HuggingFace's production inference server. Continuous batching, PagedAttention, FlashAttention-2, quantization (GPTQ/AWQ/bitsandbytes), multi-GPU tensor parallelism. Powers HF Inference Endpoints. Self-host via Docker: ghcr.io/huggingface/text-generation-inference

Unified API Routers

Gateway	Type	Models / Providers	Key Feature	Pricing
OpenRouter	Router	300+ models, 30+ providers	Single API key for all providers, real-time price comparison, auto-fallback, free-model tier, provider rankings by latency	Pass-through + small markup
LiteLLM (proxy)	OSS Proxy	100+ providers	Self-hosted, per-team cost tracking, rate limits per key, Redis caching, load balancing across providers, budget alerts	Free OSS; hosted tier available
Portkey AI	Enterprise Router	250+ models	Observability, guardrails, semantic caching, canary deployments, prompt versioning, SOC2	Free tier; $49+/mo
Helicone	Observability	Any OpenAI-compat	Drop-in logging proxy (one-line header change), cost analytics, prompt management, A/B testing, OSS	Free tier; usage-based
AI/ML API	Router	200+ models	Low-cost aggregator focused on open models, free trial credits, OpenAI-compat	Competitive; usage-based

Inference Platforms (Open Models as a Service)

Platform	Model Selection	Billing	Standout	Use Case
Ollama	Hub models via ollama pull	Free (self-hosted)	See §05 Local Runtimes — Docker-like UX, OpenAI-compat API, model library at ollama.com	Local dev; see §05 for details
Replicate	100K+ community models	Per-second GPU time	Cog framework for packaging any model; massive community ecosystem; image/video/audio supported	Niche models, rapid prototyping, image/video gen
Cloudflare Workers AI	50+ curated models	Per 1K neurons; 10K/day free	Edge inference <50ms globally, no cold starts, serverless-native, zero GPU provisioning	Latency-critical, edge apps, low-volume prod
Modal	Any model (custom containers)	Per-second GPU time	Python-native serverless GPU, ~100ms cold starts, great for batch pipelines and fine-tuning jobs	Batch inference, research, custom pipelines
Baseten	Any HF model	Per-hour + compute	Fast cold starts (~2s via Truss framework), fine-tuning support, production ML APIs	Custom fine-tuned model APIs with SLA needs

OpenRouter Quick Reference

Route Configuration

Provider fallback: "route": "fallback" tries providers in order

Load balance: "route": "load-balance" distributes across providers

Provider pinning: "provider": {"order": ["Groq","Together"]}

Model Naming

OpenRouter uses provider/model-name slugs:

anthropic/claude-sonnet-4-6
openai/gpt-4.1
google/gemini-2.5-pro
deepseek/deepseek-r1
meta-llama/llama-3.3-70b
qwen/qwen3-235b-a22b

Free Models Tier

OpenRouter maintains a set of free models (rate-limited): Llama 3.3 70B, DeepSeek variants, Gemma 3, Mistral 7B, and others. Append :free to the model slug to opt in. Rate limits apply per IP. Useful for dev/CI pipelines.

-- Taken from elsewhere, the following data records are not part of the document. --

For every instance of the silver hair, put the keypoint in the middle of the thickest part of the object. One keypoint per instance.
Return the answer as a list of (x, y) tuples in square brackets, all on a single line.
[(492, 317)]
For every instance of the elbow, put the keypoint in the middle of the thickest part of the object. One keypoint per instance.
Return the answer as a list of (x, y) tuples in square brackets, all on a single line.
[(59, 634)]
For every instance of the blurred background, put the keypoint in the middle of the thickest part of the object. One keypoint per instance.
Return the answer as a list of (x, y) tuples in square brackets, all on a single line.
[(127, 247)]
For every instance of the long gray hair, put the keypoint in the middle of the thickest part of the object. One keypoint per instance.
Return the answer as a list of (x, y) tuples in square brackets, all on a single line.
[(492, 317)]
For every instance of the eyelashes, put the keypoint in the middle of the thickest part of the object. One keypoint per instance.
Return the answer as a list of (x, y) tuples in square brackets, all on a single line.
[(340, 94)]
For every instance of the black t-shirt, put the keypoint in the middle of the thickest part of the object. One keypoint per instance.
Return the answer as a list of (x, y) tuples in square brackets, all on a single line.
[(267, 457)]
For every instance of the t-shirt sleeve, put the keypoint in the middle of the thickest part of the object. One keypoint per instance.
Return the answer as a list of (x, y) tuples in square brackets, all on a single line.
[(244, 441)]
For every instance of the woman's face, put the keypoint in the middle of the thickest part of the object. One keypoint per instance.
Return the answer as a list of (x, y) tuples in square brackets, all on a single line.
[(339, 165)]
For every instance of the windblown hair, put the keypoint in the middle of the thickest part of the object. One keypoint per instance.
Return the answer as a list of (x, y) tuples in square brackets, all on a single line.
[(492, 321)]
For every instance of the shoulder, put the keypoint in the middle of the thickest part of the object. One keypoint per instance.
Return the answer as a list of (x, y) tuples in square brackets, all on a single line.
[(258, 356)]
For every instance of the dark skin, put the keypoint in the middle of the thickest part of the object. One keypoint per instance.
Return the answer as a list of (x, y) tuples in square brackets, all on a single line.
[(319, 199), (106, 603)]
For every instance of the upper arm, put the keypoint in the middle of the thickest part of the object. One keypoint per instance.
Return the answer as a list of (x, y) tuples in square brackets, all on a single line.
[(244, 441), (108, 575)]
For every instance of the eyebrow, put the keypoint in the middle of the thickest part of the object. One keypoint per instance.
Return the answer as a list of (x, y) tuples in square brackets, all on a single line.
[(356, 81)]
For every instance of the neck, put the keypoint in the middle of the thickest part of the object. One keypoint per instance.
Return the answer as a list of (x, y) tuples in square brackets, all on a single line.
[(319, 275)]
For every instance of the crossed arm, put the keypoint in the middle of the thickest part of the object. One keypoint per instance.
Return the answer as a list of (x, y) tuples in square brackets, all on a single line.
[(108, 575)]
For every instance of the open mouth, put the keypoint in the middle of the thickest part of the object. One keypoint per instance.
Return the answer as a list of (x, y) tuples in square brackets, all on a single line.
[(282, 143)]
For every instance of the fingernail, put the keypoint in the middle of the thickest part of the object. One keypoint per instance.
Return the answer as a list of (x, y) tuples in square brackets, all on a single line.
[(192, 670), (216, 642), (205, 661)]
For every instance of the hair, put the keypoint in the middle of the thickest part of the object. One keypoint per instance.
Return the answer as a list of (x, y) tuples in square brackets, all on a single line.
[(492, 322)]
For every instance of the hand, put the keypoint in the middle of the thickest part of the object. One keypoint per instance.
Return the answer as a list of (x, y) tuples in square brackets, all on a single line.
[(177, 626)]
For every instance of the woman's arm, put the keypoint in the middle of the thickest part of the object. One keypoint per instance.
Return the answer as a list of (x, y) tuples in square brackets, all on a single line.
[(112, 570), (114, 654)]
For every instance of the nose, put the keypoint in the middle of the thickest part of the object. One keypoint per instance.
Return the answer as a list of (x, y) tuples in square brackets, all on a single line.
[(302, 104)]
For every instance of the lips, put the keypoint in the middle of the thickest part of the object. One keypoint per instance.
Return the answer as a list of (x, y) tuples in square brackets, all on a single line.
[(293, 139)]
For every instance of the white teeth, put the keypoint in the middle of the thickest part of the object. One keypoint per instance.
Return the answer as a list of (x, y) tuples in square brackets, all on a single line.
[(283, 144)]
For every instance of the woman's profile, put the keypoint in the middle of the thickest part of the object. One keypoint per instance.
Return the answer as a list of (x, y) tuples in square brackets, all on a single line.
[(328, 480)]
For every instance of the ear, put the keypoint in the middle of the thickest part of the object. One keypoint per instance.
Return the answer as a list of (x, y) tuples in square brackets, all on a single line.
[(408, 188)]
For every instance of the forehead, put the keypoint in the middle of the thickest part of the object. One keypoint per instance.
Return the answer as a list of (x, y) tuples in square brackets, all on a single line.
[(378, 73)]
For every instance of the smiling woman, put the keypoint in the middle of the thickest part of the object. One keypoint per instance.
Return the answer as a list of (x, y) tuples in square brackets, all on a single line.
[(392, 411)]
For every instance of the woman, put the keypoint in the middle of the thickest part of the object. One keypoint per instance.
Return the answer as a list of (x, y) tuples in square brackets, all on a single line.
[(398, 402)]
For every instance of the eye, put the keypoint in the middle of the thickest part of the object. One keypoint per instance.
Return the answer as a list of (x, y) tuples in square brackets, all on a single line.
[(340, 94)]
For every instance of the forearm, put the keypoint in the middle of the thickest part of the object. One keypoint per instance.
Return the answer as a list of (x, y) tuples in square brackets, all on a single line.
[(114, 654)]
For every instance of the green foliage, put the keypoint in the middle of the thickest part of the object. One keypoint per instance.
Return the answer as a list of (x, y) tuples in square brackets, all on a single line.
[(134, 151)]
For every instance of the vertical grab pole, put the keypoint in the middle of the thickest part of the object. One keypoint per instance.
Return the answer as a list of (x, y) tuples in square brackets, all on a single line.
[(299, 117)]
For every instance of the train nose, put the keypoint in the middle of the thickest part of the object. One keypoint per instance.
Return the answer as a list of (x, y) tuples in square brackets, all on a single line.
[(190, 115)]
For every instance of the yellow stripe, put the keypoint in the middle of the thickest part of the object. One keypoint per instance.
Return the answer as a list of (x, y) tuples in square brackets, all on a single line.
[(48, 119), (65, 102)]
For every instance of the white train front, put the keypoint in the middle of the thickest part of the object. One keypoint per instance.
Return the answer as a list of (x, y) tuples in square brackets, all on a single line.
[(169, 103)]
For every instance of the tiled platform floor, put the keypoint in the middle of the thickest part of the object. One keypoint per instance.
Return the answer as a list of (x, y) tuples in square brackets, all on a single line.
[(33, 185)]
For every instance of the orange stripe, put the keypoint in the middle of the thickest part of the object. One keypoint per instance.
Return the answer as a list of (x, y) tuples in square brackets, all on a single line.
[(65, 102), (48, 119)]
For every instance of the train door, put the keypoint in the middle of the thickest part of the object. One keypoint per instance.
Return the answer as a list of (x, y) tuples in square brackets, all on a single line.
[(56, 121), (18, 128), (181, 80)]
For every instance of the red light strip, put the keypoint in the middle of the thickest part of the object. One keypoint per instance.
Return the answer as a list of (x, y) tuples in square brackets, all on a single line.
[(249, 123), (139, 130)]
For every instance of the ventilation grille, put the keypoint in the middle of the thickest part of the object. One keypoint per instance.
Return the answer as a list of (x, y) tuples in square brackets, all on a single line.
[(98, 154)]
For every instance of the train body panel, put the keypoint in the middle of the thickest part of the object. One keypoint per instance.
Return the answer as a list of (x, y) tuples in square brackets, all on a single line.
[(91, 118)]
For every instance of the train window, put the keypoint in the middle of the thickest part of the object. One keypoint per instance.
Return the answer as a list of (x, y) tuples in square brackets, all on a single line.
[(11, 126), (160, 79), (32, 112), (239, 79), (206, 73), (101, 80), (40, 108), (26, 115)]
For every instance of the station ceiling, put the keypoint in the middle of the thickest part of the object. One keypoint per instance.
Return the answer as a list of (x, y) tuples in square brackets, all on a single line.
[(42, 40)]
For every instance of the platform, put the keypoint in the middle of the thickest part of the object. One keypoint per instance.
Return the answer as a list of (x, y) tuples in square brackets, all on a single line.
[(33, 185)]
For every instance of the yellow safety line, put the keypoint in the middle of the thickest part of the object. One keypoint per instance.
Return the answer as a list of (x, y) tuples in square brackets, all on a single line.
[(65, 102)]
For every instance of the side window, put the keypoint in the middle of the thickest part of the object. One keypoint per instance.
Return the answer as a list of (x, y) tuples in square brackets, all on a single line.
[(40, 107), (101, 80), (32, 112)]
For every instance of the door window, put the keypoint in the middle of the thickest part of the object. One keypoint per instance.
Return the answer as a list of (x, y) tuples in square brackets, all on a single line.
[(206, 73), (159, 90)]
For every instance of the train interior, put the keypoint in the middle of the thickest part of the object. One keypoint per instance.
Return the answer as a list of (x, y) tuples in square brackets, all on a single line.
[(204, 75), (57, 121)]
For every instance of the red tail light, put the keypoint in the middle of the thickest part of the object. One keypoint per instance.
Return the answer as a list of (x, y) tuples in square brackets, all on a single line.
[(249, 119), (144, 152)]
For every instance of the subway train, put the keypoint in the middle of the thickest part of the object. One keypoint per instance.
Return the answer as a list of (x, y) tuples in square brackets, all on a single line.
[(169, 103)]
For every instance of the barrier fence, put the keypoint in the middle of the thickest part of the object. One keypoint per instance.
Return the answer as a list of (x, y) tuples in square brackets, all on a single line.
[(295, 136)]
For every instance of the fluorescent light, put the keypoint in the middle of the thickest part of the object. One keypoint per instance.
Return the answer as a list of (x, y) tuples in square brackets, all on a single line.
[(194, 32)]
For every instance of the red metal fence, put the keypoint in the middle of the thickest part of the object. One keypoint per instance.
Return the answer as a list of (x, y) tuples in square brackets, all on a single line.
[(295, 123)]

Drop-in OpenAI Replacement

Change two lines — base URL and model slug — to route any OpenAI SDK call through a gateway:

base_url="https://openrouter.ai/api/v1"
model="anthropic/claude-sonnet-4-6"

Works identically with LiteLLM proxy at localhost:4000.

    LiteLLM vs OpenRouter: OpenRouter is hosted — fast setup, no infra, ideal for solo devs and quick integrations. LiteLLM proxy is self-hosted — more control, per-team budget enforcement, Redis semantic caching (reuse identical prompts), and request logging to your own store. Both expose OpenAI-compat endpoints so switching is trivial.
  

    Gateway decision tree: One API key for many providers? → OpenRouter. Self-hosted cost control + logging? → LiteLLM proxy. Niche open model not on major clouds? → Replicate. Global edge inference? → Cloudflare Workers AI. Custom fine-tune with stable SLA? → HF Inference Endpoints. Add observability to existing setup? → Helicone. Serverless GPU batch jobs? → Modal.